The game had twenty punts (ten each) and eleven turnovers (eight by Georgia).

Scoring summary
| Quarter | Time | Drive |  |  | Team | Scoring information | Score |  |
| Plays | Yards | TOP | ARK | UGA |
| 2 |  |  | 65 |  | ARK | Chuck Dicus 27-yard touchdown reception from Bill Montgomery, Bob White kick good | 7 | 0 |
| 2 |  |  |  |  | UGA | Bill Burnett tackled in end zone for a safety by David McKnight | 7 | 2 |
| 2 |  |  | 71 |  | ARK | 34-yard field goal by Bob White | 10 | 2 |
| 4 |  |  | 55 |  | ARK | 24-yard field goal by Bob White | 13 | 2 |
| 4 |  |  | 15 |  | ARK | 31-yard field goal by Bob White | 16 | 2 |
| "TOP" = time of possession. For other American football terms, see Glossary of American football. |  |  |  |  |  |  | 16 | 2 |

==Statistics==

| Statistics | Arkansas | Georgia |
|---|---|---|
| First downs | 13 | 13 |
| Rushing | 41–40 | 47–75 |
| Passing | 17–39–1 | 11–31–3 |
| Passing yards | 185 | 117 |
| Total offense | 80–225 | 78–192 |
| Punts–avg. | 10–33.6 | 10–38.5 |
| Fumbles–lost | 4–2 | 5–5 |
| Turnovers | 3 | 8 |
| Penalties–yards | 4–31 | 4–25 |

Source:

==Aftermath==
After twelve years, this was the last Sugar Bowl on NBC; it returned to ABC in January 1970.

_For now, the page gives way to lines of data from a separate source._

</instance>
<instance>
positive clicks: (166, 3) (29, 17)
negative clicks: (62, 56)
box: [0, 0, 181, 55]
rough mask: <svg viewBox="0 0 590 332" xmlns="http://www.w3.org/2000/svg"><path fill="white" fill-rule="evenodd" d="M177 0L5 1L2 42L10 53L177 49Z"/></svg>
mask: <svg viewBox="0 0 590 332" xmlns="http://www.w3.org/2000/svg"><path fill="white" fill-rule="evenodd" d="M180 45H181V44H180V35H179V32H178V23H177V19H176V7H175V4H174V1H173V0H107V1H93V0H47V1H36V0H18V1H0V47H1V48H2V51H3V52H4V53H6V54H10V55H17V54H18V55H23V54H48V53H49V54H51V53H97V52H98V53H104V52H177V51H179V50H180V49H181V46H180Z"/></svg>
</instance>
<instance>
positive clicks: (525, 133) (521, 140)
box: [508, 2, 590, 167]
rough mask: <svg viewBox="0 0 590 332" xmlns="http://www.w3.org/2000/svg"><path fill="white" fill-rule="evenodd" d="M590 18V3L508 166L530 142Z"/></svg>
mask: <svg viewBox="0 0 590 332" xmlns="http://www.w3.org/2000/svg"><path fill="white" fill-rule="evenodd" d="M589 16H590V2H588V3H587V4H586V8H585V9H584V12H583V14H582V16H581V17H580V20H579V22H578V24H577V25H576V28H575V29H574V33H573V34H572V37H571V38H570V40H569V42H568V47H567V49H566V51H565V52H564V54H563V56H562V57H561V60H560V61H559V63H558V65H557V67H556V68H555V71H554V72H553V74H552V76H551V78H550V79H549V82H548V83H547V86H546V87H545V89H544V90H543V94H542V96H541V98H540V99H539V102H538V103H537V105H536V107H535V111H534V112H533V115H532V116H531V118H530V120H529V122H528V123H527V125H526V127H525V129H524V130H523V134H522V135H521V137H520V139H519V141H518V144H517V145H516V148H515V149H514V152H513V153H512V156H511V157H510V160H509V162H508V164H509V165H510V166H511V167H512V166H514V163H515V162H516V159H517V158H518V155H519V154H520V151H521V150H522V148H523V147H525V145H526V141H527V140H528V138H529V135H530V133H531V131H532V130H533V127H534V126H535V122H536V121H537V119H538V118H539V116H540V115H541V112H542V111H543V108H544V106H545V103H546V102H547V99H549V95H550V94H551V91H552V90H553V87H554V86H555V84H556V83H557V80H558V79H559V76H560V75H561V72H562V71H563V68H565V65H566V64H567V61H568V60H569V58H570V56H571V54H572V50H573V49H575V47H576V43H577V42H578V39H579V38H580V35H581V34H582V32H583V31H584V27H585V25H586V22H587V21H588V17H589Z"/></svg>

Arkansas returned to the Sugar Bowl the following year; Georgia's next major bowl was seven years later in the Cotton Bowl, also against Arkansas, and returned to the Sugar Bowl the following year.

The teams next met in the 1991 Independence Bowl, with Georgia winning 24-15. It was Arkansas' last football game before joining the SEC; the teams met for the first time as conference foes during the 1992 season.